Im Hospital zum Heiligen Geist engagiert sich Konstantin von Rex ehrenamtlich. Weitere Zeitspender werden gebraucht

Zwischen der alten Dame und dem jungen Mann liegen 67 Jahre, fast ein ganzes Leben. Trotzdem oder vielleicht gerade deswegen verstehen sie sich so gut. Einmal in der Woche fährt Konstantin Graf von Rex, 29, ins Hospital zum Heiligen Geist nach Poppenbüttel und besucht dort Thea Drohn, 96, nicht immer zur selben Zeit, aber dennoch regelmäßig. Seine Freunde kennen das inzwischen: "Ich muss los, ich gehe zu Thea", sagt er dann und spurtet zur Bahn, wenn sein Bruder gerade das Auto hat. Er macht das seit gut anderthalb Jahren. Konsequent. "Man muss rechtzeitig im Leben damit anfangen, damit es später, wenn man im Beruf steht, zur Selbstverständlichkeit geworden ist", sagt er.

Oft hört er einfach nur zu, und es macht ihm Spaß. "Ich nehme immer etwas mit", sagt er. Frau Drohn hatte ein interessantes Leben und kann sich erstaunlich gut daran erinnern. Sie hat nach dem Zweiten Weltkrieg lange Zeit gearbeitet, war zweimal verheiratet, ist viel gereist und führte ein offenes Haus mit Freunden und Einladungen.
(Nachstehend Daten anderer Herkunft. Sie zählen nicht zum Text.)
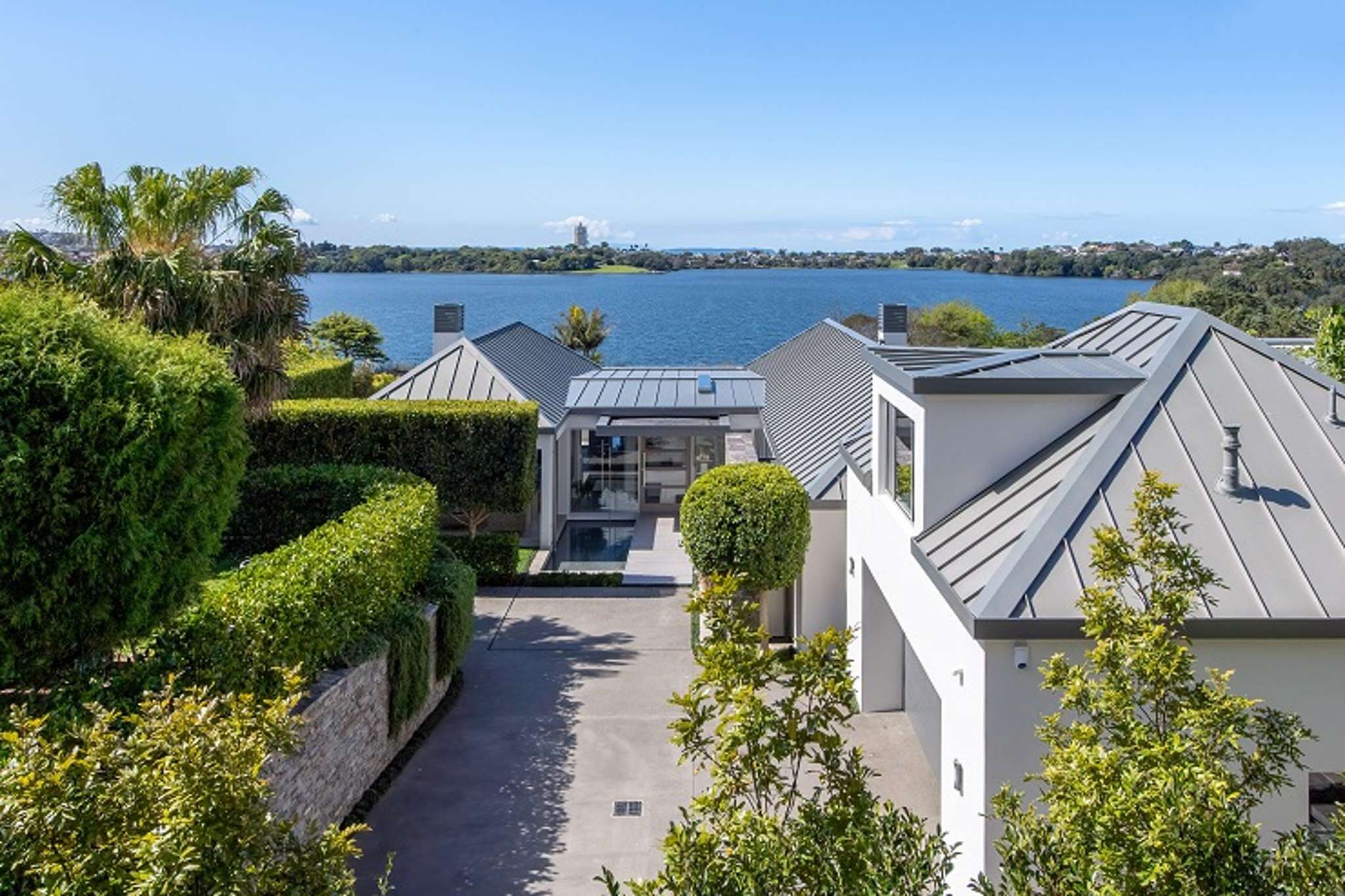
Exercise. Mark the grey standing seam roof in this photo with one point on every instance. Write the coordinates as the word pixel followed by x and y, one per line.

Mit ihrer Familie versteht sie sich gut, doch Kinder und Enkel wohnen nicht in Hamburg."

Konstantin von Rex, der in Hamburg sein Referendariat macht und derzeit für sein bevorstehendes Jura-Examen lernt, schenkt Frau Drohn eine Stunde in der Woche. Nach seiner Arbeit. Das scheint nicht viel, aber darauf kommt es nicht an. Es ist die Regelmäßigkeit, die zählt. Manchmal geht es an diesen gemeinsamen Spätnachmittagen auch um ernste Themen. Darum, wie es ist, alt zu werden. Wie es ist, das gewohnte Umfeld zu verlieren.

Manchmal kann der engagierte Zeitspender Frau Drohn auch helfen. So wie einmal, als sie meinte, ihre Handtasche im Taxi vergessen zu haben. Für die Mitarbeiter im Hospital zum Heiligen Geist wäre die Suche ein Mehr an Zeit, das in den täglichen Arbeitsablauf eingepasst werden müsste. Für Konstantin, wie ihn Frau Drohn jetzt nennt, war es eine Sache von nur einer Minute und konzentriertem Hinschauen. Er fand die Tasche auf einem Stuhl, verborgen hinter einem Paket.
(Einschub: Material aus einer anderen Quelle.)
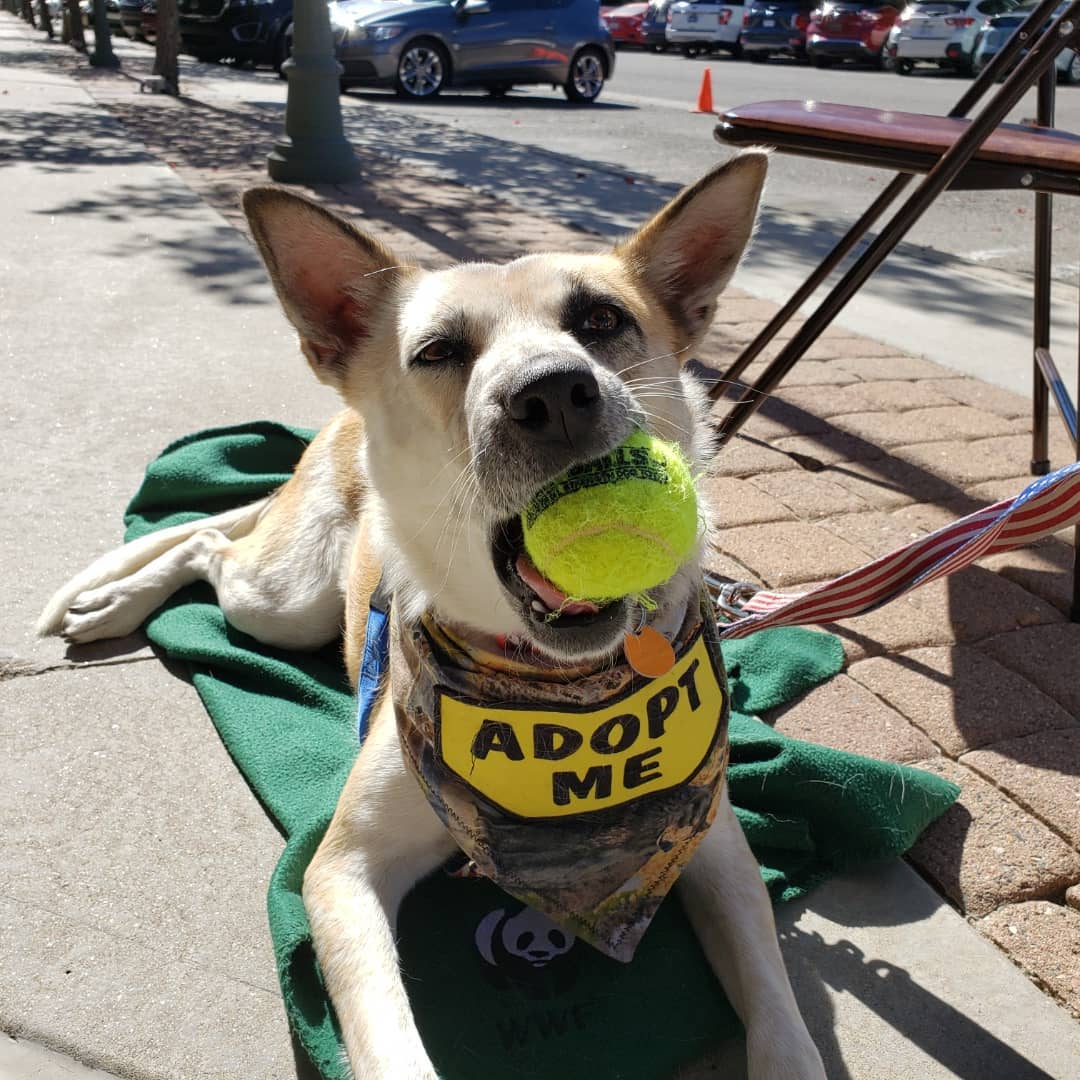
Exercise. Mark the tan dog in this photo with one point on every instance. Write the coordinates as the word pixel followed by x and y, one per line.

Am Ende des Besuchs steht jedes Mal das gleiche Ritual: "Frau Drohn, passt es Ihnen denn nächsten Dienstag?" fragt er. Konstantin von Rex macht das sehr bewusst. Er erklärt: "Ich will ihr das Gefühl geben, dass es sich wirklich um einen freundschaftlichen Besuch handelt, und nicht um einen Pflichtkrankenbesuch." Frau Drohn kann nur noch im Rollstuhl sitzen, aber ihre Augen sind hellwach und lebhaft, sie weiß den Gesprächspartner zu schätzen.

Annegret von Freyberg, Koordinatorin des Zeitspender-Teams vom Hospital zum Heiligen Geist und selbst auch ehrenamtliche Wegbegleiterin, hatte den Kontakt zwischen den beiden Menschen vermittelt. "Ich hatte das Gefühl, das könnte passen", sagt sie.

Konstantin von Rex hat keine Ausbildung zum Wegbegleiter gemacht, er hat einfach angefangen. Die Chemie zwischen ihm und der alten Dame stimmte vom ersten Augenblick an, das Vertrauen kam hinzu. Zunächst hielt Thea Drohn den Jurastudenten für einen Zivildienstleistenden. Es dauerte eine Weile, bis sie verstand, dass er sie besucht, weil es ihm ein Anliegen ist.

Vor knapp zwei Jahren kam Konstantin von Rex nach Hamburg. Ein Zeitpunkt, der ihm "rechtzeitig" für den Beginn einer ehrenamtlichen Arbeit erschien. Aus dem Familienkreis wusste er, wie wichtig es sein kann, Zeit zu schenken und sich um einen Menschen zu kümmern. "Kranksein kann sehr isolieren, oft kann das Umfeld nur schlecht damit umgehen", hat er erfahren. Seine Freunde finden toll, was er tut. "Aber wenn ich sie direkt darauf anspreche, ist die Reaktion eher zögerlich." Für den angehenden Juristen ist die Sache mit dem Zeitspenden eine einfache Rechnung: "Ich gebe regelmäßig Zeit für Sport, für Freunde, also kann ich es auch für einen alten Menschen tun."